'Set them to preach in a country congregation': Bishop Bull, practical divinity, and the sermon

From a visitation sermon by Bishop Bull, in which he emphasises to his clergy the importance of sermons addressing "moral or practical divinity". This is, of course, a characteristic of 18th century Anglican preaching that is routinely dismissed as supposed 'moralism'.  Bull, however, offers a robust defence of such preaching, a defence which continues to be relevant. It is not "barren subtleties" that are to be heard from the pulpit but, rather, teaching which expounds and encourages the stuff of practical divinity, "that our hearts may be set to obey thy commandments", that we might live "in love and charity with [our] neighbours".
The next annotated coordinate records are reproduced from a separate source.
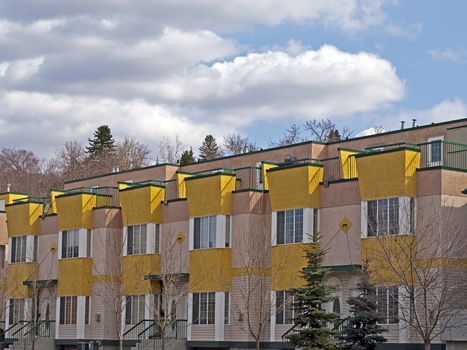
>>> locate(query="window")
[276,290,294,324]
[8,299,24,326]
[0,245,6,269]
[376,286,399,324]
[368,197,399,236]
[127,224,147,255]
[32,236,39,261]
[193,292,216,324]
[154,224,161,254]
[277,209,303,244]
[224,292,230,324]
[62,230,79,259]
[193,216,217,249]
[125,295,145,324]
[311,208,319,243]
[11,236,26,263]
[60,297,78,324]
[86,229,92,258]
[427,136,444,166]
[84,297,91,324]
[225,215,231,248]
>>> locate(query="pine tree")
[180,147,196,165]
[86,125,115,158]
[326,129,341,142]
[199,135,222,161]
[339,265,386,350]
[287,247,339,350]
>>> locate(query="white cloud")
[0,91,232,156]
[0,57,44,84]
[0,0,387,31]
[168,46,404,125]
[355,126,386,137]
[429,45,467,63]
[0,0,412,154]
[386,23,423,41]
[407,98,467,125]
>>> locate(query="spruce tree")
[86,125,115,158]
[326,129,341,142]
[339,265,386,350]
[287,247,339,350]
[180,147,196,165]
[199,135,222,161]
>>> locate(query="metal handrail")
[123,319,154,340]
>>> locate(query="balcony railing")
[418,140,467,170]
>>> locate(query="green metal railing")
[123,319,154,340]
[418,140,467,170]
[281,318,348,342]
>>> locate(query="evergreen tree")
[86,125,115,158]
[326,129,341,142]
[287,247,339,350]
[339,265,386,350]
[180,147,196,165]
[199,135,222,161]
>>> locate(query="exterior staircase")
[123,320,187,350]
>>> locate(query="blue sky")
[0,0,467,158]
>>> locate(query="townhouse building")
[0,119,467,349]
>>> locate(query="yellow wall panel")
[56,193,97,231]
[5,202,43,237]
[261,162,277,190]
[189,248,232,292]
[4,263,38,298]
[267,164,323,211]
[122,254,161,295]
[119,185,165,226]
[57,258,93,296]
[0,192,28,204]
[185,174,236,217]
[356,149,420,201]
[361,235,416,286]
[271,243,314,290]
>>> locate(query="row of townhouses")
[0,119,467,349]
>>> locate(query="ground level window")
[125,295,145,324]
[193,292,216,324]
[376,286,399,324]
[60,296,78,324]
[276,290,294,324]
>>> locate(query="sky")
[0,0,467,158]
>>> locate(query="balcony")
[418,140,467,170]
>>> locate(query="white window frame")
[123,295,146,325]
[274,290,295,325]
[59,296,78,325]
[60,229,80,259]
[426,136,444,167]
[9,236,28,264]
[361,196,417,238]
[126,224,149,256]
[7,298,26,326]
[224,292,231,325]
[376,286,400,324]
[191,292,216,325]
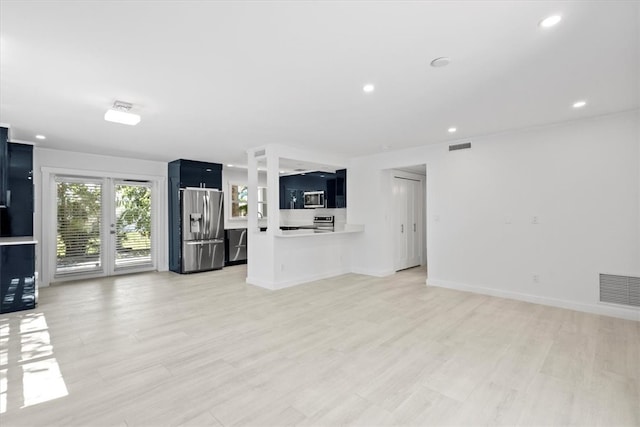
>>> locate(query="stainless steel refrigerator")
[180,188,224,273]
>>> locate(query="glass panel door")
[55,177,104,277]
[49,175,155,280]
[111,181,153,269]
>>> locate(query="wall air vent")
[600,274,640,307]
[449,142,471,151]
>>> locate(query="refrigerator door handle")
[185,239,224,246]
[202,193,209,236]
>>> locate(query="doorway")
[392,165,426,271]
[47,175,156,281]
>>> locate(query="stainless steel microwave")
[304,191,325,208]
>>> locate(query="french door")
[393,177,423,271]
[52,175,155,280]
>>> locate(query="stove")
[313,215,335,231]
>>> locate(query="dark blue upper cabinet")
[336,169,347,208]
[280,169,347,209]
[169,159,222,190]
[0,143,33,237]
[0,244,36,314]
[0,127,9,209]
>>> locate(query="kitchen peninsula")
[247,145,363,290]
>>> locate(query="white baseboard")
[351,268,396,277]
[426,279,640,321]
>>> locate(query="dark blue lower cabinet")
[0,244,36,313]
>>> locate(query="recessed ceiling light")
[104,101,140,126]
[431,56,451,68]
[538,15,562,28]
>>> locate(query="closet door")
[393,177,422,271]
[393,177,408,271]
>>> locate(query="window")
[230,184,267,219]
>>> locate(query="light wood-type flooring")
[0,266,640,427]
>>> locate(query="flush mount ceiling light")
[431,56,451,68]
[538,15,562,28]
[104,101,140,126]
[362,83,376,93]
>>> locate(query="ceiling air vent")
[600,274,640,307]
[449,142,471,151]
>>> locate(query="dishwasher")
[224,228,247,265]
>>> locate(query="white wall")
[348,111,640,319]
[222,167,267,229]
[33,147,168,286]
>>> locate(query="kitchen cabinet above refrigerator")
[169,159,222,190]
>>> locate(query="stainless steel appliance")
[225,228,247,265]
[180,187,224,273]
[304,191,325,208]
[313,215,335,233]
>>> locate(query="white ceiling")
[0,0,640,164]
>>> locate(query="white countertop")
[276,224,364,238]
[0,236,38,246]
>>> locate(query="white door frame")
[391,169,427,271]
[39,167,167,286]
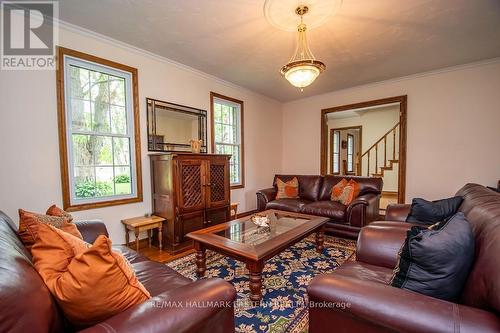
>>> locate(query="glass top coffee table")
[187,210,328,301]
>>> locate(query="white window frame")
[332,130,340,175]
[346,133,354,173]
[211,93,245,189]
[58,47,142,211]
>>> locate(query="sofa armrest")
[356,221,412,269]
[74,220,109,244]
[385,204,411,222]
[307,273,500,333]
[82,279,236,333]
[256,187,276,212]
[346,193,380,228]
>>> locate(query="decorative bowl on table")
[250,215,269,227]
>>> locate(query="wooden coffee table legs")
[316,227,325,253]
[247,261,264,302]
[194,242,207,277]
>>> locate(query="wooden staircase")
[361,122,400,178]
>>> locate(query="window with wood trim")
[347,134,354,172]
[332,131,340,175]
[57,47,142,211]
[210,92,245,189]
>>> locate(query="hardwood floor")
[129,239,194,264]
[380,192,398,215]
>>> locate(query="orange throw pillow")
[276,177,299,199]
[18,209,83,250]
[330,178,348,202]
[32,225,151,326]
[331,178,361,206]
[45,205,73,222]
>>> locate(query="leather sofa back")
[457,184,500,314]
[273,175,323,201]
[318,175,383,200]
[0,211,63,332]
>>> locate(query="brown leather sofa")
[307,184,500,333]
[257,175,383,238]
[0,212,236,333]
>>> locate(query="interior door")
[206,158,230,208]
[176,159,205,213]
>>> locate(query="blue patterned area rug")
[167,235,356,333]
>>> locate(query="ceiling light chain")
[280,5,326,91]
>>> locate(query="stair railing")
[361,122,399,177]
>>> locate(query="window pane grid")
[66,64,133,200]
[212,99,242,185]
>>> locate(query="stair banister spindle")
[392,127,397,160]
[366,151,370,177]
[384,135,387,166]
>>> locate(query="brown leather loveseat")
[0,211,236,333]
[307,184,500,333]
[257,175,383,238]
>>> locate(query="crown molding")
[54,19,282,104]
[283,57,500,105]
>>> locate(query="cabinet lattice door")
[179,160,205,211]
[208,161,229,207]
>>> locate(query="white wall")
[282,59,500,202]
[0,23,282,243]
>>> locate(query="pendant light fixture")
[280,5,326,90]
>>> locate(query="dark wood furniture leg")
[316,227,325,253]
[194,242,207,277]
[148,229,151,248]
[134,229,139,253]
[158,222,163,251]
[247,261,264,302]
[125,226,130,247]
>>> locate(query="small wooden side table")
[229,202,238,220]
[122,215,165,252]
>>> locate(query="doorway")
[321,96,407,213]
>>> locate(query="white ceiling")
[59,0,500,101]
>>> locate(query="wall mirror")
[146,98,207,153]
[321,96,407,211]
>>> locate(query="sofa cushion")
[331,178,360,206]
[318,175,383,200]
[456,184,500,313]
[45,205,73,222]
[132,260,193,297]
[273,175,323,201]
[335,261,393,284]
[276,177,299,199]
[391,213,474,302]
[266,199,311,213]
[300,200,346,222]
[32,225,151,327]
[0,211,63,332]
[406,196,463,225]
[18,209,83,250]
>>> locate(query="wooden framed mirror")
[321,95,407,208]
[146,98,207,153]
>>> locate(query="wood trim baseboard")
[236,209,259,219]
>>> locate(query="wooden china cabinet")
[149,153,231,253]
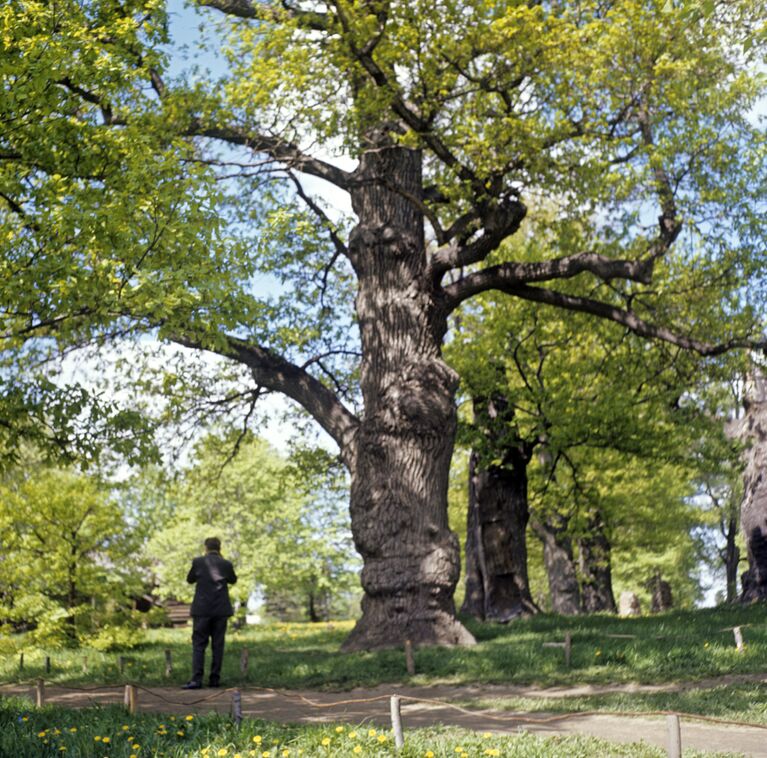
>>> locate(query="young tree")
[0,464,141,644]
[0,0,764,649]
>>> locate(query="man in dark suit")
[183,537,237,690]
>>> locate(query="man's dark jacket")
[186,552,237,616]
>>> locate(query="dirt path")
[0,674,767,758]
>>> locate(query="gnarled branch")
[170,334,359,464]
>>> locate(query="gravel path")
[0,675,767,758]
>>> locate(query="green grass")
[0,604,767,690]
[456,683,767,728]
[0,698,735,758]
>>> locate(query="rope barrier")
[4,680,767,730]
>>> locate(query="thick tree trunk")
[344,137,474,650]
[578,514,618,613]
[533,514,581,616]
[740,375,767,602]
[461,449,538,622]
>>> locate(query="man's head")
[205,537,221,553]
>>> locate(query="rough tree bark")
[533,514,581,616]
[344,140,473,650]
[578,514,618,613]
[740,374,767,603]
[461,395,538,622]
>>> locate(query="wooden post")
[405,640,415,676]
[232,689,242,726]
[390,695,405,750]
[666,715,682,758]
[125,684,138,716]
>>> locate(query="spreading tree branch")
[170,334,359,462]
[456,284,767,356]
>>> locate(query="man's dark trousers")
[192,616,228,687]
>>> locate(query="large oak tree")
[0,0,764,649]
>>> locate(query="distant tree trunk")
[461,449,538,622]
[722,513,740,603]
[307,590,322,624]
[728,374,767,603]
[533,515,581,616]
[578,514,618,613]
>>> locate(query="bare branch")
[196,122,352,190]
[445,252,652,310]
[200,0,328,31]
[170,334,359,463]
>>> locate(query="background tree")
[147,435,358,621]
[447,284,734,618]
[0,462,142,644]
[0,0,764,648]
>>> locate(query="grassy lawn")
[0,605,767,690]
[0,698,744,758]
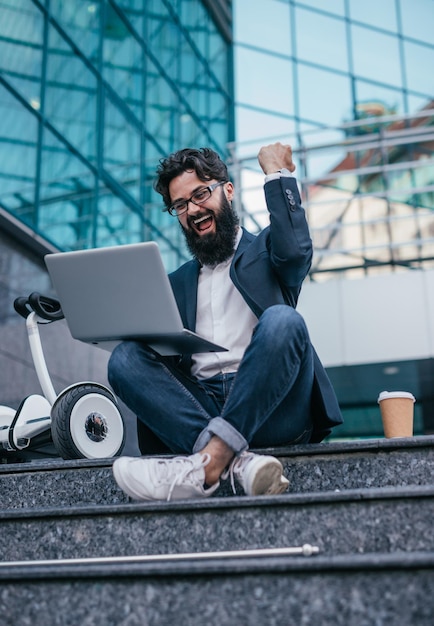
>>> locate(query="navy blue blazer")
[169,177,343,443]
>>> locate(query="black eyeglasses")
[167,180,227,217]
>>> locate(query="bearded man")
[108,143,342,500]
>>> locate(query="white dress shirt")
[191,228,258,379]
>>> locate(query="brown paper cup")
[378,391,416,438]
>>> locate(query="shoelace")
[161,454,211,501]
[222,452,252,495]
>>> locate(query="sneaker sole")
[249,460,289,496]
[112,457,150,500]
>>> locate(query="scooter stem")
[26,312,57,405]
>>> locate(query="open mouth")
[190,213,214,233]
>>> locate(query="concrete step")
[0,553,434,626]
[0,486,434,561]
[0,437,434,509]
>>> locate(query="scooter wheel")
[51,384,125,459]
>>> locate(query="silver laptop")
[45,242,226,355]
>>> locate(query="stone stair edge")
[0,551,434,584]
[0,435,434,476]
[0,485,434,523]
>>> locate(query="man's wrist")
[265,167,293,183]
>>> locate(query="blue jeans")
[108,305,314,454]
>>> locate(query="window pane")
[45,27,97,161]
[298,0,344,15]
[296,9,348,70]
[404,39,434,94]
[400,0,434,44]
[234,0,291,54]
[236,48,293,115]
[298,66,352,126]
[351,25,402,85]
[350,0,398,31]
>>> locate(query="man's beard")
[182,195,238,265]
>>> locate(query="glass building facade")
[232,0,434,280]
[0,0,234,268]
[0,0,434,444]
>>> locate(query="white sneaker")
[222,452,289,496]
[113,454,220,500]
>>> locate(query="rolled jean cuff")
[193,417,249,454]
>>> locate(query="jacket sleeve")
[265,176,312,288]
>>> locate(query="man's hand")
[258,142,295,174]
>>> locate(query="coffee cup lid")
[377,391,416,402]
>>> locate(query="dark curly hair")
[154,148,229,210]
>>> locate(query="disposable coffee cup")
[378,391,416,439]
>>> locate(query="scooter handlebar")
[14,291,64,322]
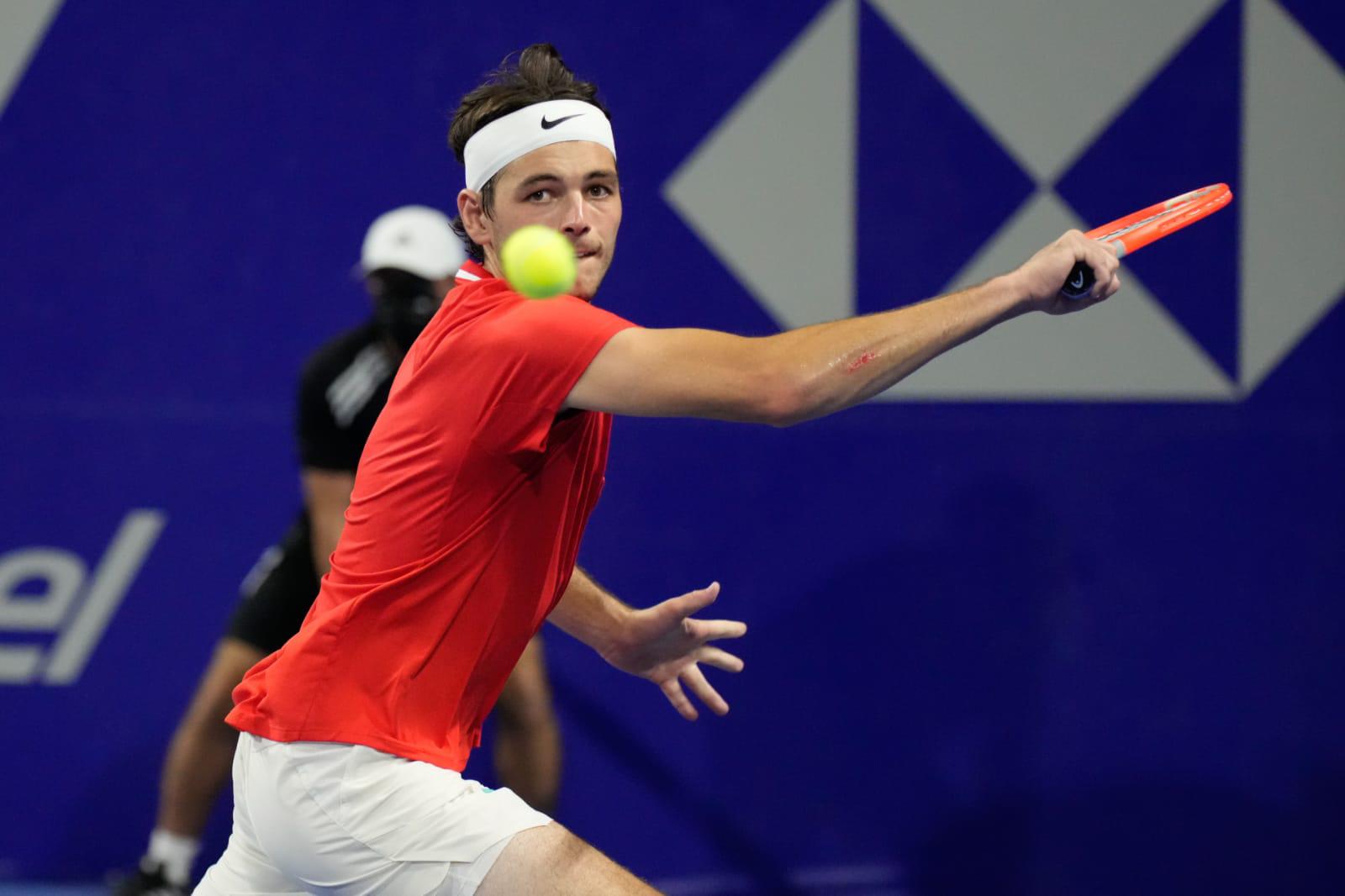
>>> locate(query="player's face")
[462,140,621,298]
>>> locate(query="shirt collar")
[453,260,495,282]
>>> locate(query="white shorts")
[195,733,551,896]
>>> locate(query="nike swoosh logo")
[542,112,583,130]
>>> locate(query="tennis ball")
[500,224,576,298]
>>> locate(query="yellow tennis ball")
[500,224,576,298]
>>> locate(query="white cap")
[359,206,467,280]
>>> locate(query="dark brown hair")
[448,43,612,261]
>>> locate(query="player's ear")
[457,190,491,246]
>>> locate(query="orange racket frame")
[1060,183,1233,298]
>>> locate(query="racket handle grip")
[1060,261,1096,298]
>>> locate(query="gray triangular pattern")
[872,0,1221,184]
[0,0,61,116]
[878,191,1236,401]
[663,0,858,329]
[1239,0,1345,392]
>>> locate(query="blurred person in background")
[116,206,561,896]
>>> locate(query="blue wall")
[0,0,1345,894]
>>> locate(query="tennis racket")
[1060,183,1233,298]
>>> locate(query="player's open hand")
[603,582,748,721]
[1011,230,1121,315]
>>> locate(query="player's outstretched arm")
[549,567,748,721]
[567,230,1121,425]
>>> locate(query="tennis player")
[116,206,560,896]
[197,45,1119,896]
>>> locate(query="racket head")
[1084,183,1233,257]
[1060,183,1233,298]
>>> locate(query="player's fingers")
[672,581,720,616]
[695,647,742,672]
[686,619,748,645]
[659,678,701,721]
[682,663,729,716]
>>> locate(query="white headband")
[462,99,616,192]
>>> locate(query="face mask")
[368,268,442,352]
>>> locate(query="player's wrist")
[986,268,1044,319]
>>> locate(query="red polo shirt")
[227,262,632,771]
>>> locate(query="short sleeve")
[467,296,635,453]
[294,365,361,470]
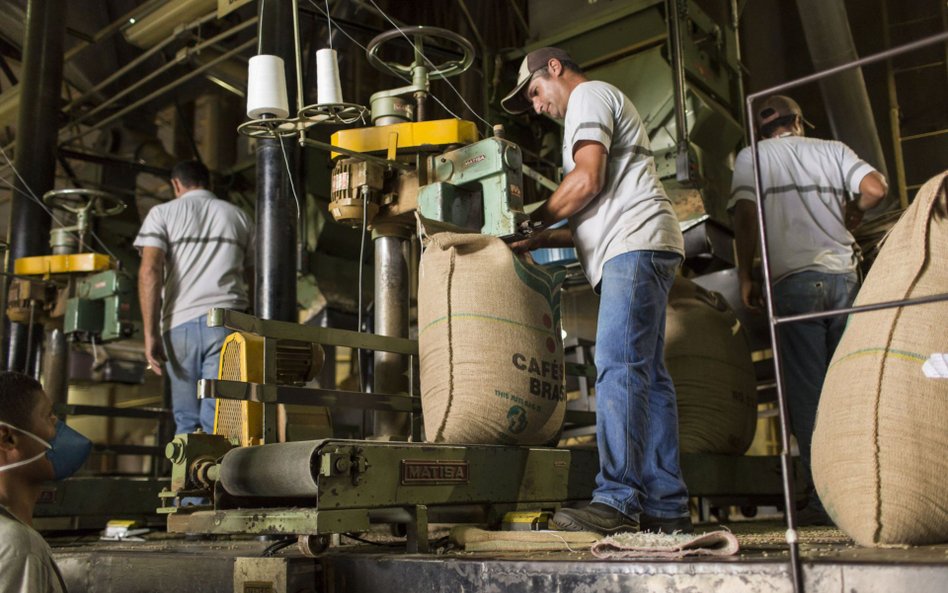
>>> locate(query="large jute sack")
[813,173,948,546]
[418,233,566,445]
[665,277,757,455]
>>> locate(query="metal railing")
[745,27,948,593]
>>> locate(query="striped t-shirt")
[563,81,684,290]
[727,134,875,280]
[135,189,254,331]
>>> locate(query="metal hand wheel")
[43,188,126,218]
[365,25,474,78]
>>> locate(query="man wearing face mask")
[0,372,92,593]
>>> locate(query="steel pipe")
[254,2,302,322]
[373,235,411,438]
[42,327,69,405]
[2,0,66,370]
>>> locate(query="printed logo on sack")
[507,406,527,434]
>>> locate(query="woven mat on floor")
[451,525,600,552]
[591,531,739,560]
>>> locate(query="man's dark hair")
[760,113,798,138]
[171,161,211,188]
[0,371,43,430]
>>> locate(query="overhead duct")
[123,0,217,49]
[181,47,247,96]
[797,0,895,211]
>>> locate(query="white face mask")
[0,421,53,472]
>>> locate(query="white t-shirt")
[0,506,65,593]
[727,134,875,280]
[135,189,254,331]
[563,81,684,289]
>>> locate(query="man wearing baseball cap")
[728,95,888,525]
[501,47,692,534]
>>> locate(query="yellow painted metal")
[13,253,113,276]
[332,119,477,158]
[214,332,264,447]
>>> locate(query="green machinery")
[63,270,140,342]
[159,309,802,554]
[8,189,141,343]
[418,128,528,237]
[159,6,800,554]
[159,309,598,553]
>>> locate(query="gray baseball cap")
[500,47,573,115]
[754,95,814,130]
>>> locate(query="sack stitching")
[872,179,938,544]
[435,247,457,443]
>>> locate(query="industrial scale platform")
[51,520,948,593]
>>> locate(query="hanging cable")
[309,0,461,119]
[0,146,119,262]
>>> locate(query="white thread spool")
[316,48,342,105]
[247,55,290,119]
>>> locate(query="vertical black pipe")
[255,0,300,321]
[3,0,66,372]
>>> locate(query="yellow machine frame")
[332,119,478,159]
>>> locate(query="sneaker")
[553,502,639,535]
[639,513,695,534]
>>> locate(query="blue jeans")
[162,315,233,434]
[593,251,688,519]
[774,270,859,484]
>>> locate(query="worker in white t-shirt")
[135,161,254,434]
[0,371,92,593]
[502,47,693,534]
[728,95,888,524]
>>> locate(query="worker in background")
[502,47,692,534]
[135,161,254,434]
[0,371,92,593]
[728,95,888,525]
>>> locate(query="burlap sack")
[813,173,948,546]
[665,277,757,455]
[418,233,566,445]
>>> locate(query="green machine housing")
[418,136,528,237]
[64,270,141,343]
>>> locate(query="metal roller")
[220,441,323,498]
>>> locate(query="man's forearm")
[138,267,161,338]
[530,174,599,228]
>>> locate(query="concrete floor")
[52,520,948,593]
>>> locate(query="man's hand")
[846,200,865,231]
[741,278,764,311]
[145,336,168,375]
[510,230,550,253]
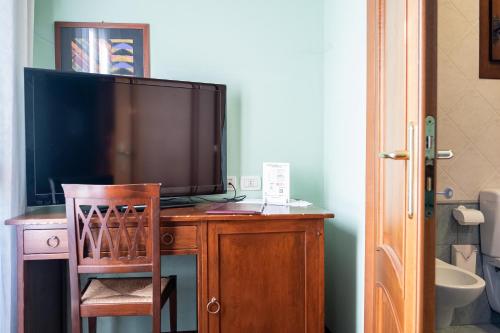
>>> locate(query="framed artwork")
[54,22,150,77]
[479,0,500,79]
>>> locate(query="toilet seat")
[435,258,486,328]
[483,254,500,313]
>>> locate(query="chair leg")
[88,317,97,333]
[71,307,83,333]
[168,288,177,332]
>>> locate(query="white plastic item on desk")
[453,206,484,225]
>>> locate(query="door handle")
[436,150,455,160]
[378,122,414,218]
[378,150,410,160]
[436,187,453,199]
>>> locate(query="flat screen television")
[24,68,226,206]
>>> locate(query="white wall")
[324,0,367,333]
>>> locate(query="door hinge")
[425,116,436,218]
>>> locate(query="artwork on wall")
[55,22,150,77]
[479,0,500,79]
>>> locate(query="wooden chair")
[63,184,177,333]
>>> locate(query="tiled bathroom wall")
[437,0,500,201]
[436,203,500,325]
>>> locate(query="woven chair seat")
[82,278,170,304]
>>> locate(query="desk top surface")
[5,203,334,225]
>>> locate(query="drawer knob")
[47,236,61,249]
[207,297,220,314]
[161,232,175,246]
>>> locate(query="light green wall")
[34,0,326,332]
[34,0,323,204]
[324,0,367,333]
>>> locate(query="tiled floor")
[436,325,500,333]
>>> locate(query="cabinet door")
[207,220,324,333]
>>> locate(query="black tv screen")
[25,68,226,206]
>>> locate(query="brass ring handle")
[207,297,220,314]
[161,232,175,246]
[47,236,61,249]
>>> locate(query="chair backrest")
[62,184,160,273]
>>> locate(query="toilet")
[436,258,485,329]
[479,189,500,313]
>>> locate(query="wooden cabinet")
[207,220,324,333]
[6,204,333,333]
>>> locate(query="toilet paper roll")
[453,206,484,225]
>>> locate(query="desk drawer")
[24,229,68,254]
[160,226,197,250]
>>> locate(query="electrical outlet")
[240,176,262,191]
[227,176,238,191]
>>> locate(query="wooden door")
[207,220,324,333]
[365,0,435,333]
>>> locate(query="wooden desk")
[5,204,333,333]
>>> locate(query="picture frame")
[479,0,500,79]
[54,21,150,77]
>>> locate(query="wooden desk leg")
[196,223,208,333]
[16,225,26,333]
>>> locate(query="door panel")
[365,0,434,333]
[208,221,324,333]
[379,0,407,266]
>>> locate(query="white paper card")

Of this one speaks most truly: "The knowledge of controversies is made necessary by heretics, the study of piety by God Himself." Theology is doubtless a practical science, nothing in it but what aims at this end. And therefore, he that neglects this practical part of it, understands not the very design of his own profession. Without this, a man deserves no more to be accounted a Divine, than he a physician that understands little or nothing of therapeutics. It is true, there are some (otherwise not unlearned men) that despise this part of theology, as a vulgar, trivial, easy, obvious thing. But sure they very much disparage their own judgment, who let the world understand that they are of this mind. And the event commonly shews how much they are mistaken. For bring these Doctors out of their academic cells, set them to preach in a country congregation, and they soon become the objects of laughter, or rather of pity, to the wiser. To observe how they greedily snatch at every occasion of engaging in a controversy, and that, perhaps, such a one as was never before heard of by their hearers, but a controversy they had read in some of their books, though long ago dead and buried, thus manfully encountering ghosts and shadows. How learnedly they will discuss the barren subtleties of Aquinas or Scotus, which the poor souls no more understand, than if they had read them a lecture out of Cornelius Agrippa's Occult Philosophy.